He moved the pointer down until he touched the fourth object on the tree—the dove under the cross, and went on:

"In the mind of the Christian believer this represents the white dove of the New Testament which descended on the Son of Man when the heavens were opened. So in Parsifal the white dove descends, overshadowing the Grail. But ages before Christ the prolific white dove of Syria was worshipped throughout the Orient as the symbol of reproductive Nature: and to this day the Almighty is there believed to manifest himself under this form. In ancient Mesopotamia the divine mother of nature is often represented with this dove as having actually alighted on her shoulder or in her open hand.
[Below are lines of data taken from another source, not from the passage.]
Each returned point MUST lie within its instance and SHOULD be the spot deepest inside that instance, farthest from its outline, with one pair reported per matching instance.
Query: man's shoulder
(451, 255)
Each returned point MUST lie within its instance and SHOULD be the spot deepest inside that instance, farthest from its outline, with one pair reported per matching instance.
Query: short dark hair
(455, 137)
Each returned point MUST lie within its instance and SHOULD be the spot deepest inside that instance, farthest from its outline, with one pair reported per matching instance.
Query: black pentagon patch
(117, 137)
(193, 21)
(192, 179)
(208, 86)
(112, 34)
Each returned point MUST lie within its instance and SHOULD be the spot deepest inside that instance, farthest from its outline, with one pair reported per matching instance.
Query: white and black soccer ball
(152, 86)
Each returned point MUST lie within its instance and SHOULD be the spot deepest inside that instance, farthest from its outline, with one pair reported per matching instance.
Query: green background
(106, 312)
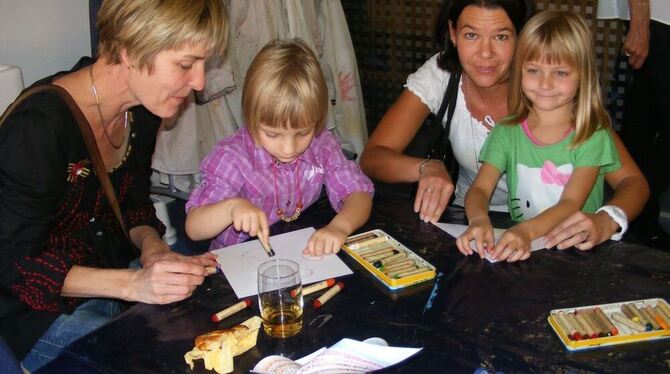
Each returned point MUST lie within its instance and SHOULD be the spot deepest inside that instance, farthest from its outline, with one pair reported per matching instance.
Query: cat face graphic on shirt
(538, 188)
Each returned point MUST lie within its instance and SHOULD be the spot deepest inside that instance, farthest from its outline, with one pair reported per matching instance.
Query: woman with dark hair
(64, 256)
(477, 40)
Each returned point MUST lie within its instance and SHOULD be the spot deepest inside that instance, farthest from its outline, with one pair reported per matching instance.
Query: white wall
(43, 36)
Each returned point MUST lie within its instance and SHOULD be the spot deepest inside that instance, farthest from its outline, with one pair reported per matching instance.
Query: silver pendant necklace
(102, 121)
(488, 122)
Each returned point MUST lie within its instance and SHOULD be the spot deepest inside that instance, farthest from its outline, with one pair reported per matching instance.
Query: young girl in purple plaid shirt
(276, 166)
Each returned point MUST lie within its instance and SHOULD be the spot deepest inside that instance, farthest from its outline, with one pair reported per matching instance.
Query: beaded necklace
(298, 206)
(102, 121)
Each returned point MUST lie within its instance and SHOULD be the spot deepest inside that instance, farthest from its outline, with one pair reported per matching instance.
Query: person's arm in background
(630, 193)
(636, 44)
(383, 157)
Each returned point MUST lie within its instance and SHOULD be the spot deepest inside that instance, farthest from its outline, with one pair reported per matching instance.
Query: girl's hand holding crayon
(327, 240)
(434, 190)
(481, 231)
(249, 218)
(513, 245)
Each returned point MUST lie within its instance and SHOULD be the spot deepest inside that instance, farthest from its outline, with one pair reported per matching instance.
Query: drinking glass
(280, 297)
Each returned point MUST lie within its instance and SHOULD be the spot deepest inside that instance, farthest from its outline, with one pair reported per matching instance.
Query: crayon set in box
(388, 260)
(602, 325)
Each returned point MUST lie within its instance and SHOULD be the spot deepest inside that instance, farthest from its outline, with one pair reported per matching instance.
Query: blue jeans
(68, 328)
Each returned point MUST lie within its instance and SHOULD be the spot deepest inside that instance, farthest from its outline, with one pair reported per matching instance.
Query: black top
(54, 213)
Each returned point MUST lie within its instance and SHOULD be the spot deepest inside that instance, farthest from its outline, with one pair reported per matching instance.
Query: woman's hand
(433, 192)
(582, 231)
(250, 219)
(155, 250)
(481, 231)
(636, 44)
(513, 245)
(327, 240)
(164, 282)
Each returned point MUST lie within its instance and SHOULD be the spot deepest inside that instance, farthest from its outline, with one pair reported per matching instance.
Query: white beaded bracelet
(423, 163)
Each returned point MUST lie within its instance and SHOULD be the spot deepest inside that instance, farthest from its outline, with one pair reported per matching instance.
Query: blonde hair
(556, 36)
(144, 28)
(285, 87)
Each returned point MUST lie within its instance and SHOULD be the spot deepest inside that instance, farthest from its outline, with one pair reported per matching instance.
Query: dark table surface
(491, 316)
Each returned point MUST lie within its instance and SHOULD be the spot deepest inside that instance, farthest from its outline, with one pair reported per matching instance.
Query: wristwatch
(617, 215)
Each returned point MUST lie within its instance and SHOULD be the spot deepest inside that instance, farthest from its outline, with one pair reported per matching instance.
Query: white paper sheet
(240, 261)
(346, 356)
(456, 230)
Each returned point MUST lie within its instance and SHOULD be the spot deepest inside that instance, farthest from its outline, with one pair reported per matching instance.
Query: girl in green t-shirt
(555, 146)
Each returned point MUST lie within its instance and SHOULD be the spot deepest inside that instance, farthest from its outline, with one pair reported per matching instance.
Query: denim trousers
(68, 328)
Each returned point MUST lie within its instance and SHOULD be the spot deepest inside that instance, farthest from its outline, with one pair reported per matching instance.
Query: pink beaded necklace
(298, 206)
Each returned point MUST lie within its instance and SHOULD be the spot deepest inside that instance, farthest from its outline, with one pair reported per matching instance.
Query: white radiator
(11, 84)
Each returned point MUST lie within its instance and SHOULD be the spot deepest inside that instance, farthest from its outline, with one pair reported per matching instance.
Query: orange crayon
(328, 295)
(231, 310)
(315, 287)
(603, 318)
(659, 320)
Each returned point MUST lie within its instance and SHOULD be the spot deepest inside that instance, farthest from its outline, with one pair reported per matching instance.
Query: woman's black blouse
(54, 213)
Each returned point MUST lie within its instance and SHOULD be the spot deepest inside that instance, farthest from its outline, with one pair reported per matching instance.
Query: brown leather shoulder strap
(89, 140)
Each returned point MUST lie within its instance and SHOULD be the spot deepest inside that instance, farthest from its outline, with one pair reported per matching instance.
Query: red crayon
(231, 310)
(328, 294)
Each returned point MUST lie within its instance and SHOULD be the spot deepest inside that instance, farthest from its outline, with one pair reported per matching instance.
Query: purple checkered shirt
(236, 167)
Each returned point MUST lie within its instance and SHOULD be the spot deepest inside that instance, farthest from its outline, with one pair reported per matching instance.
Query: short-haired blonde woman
(276, 166)
(63, 255)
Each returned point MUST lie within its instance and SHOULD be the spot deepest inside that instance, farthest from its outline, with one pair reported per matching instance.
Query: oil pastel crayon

And here again forest worship early became associated with the worship of the dove; for, sixteen hundred years before Christ, we find the dove nurtured in the oak grove at Dodona where its presence was an augury and its wings an omen."

On he went, touching one thing after another, tracing the story of each backward till it was lost in antiquity and showing how each was entwined with forest worship.

He touched the musical instruments; the bell, the drum. The bell, he said, was used in Greece by the Priests of Bacchus in the worship of the vine. And vine worship was forest worship. Moreover, in the same oak grove at Dodona bells were tied to the oak boughs and their tinklings also were sacred auguries. The drum, which the modern boy beats on Christmas Day, was beaten ages before Christ in the worship of Confucius: the story of it dies away toward what was man's first written music in forgotten China. In the first century of the Christian era, on one of the most splendid of the old Buddhist sculptures, boys are represented as beating the drum in the worship of the sacred tree—once more showing how music passed into the service of forest faith.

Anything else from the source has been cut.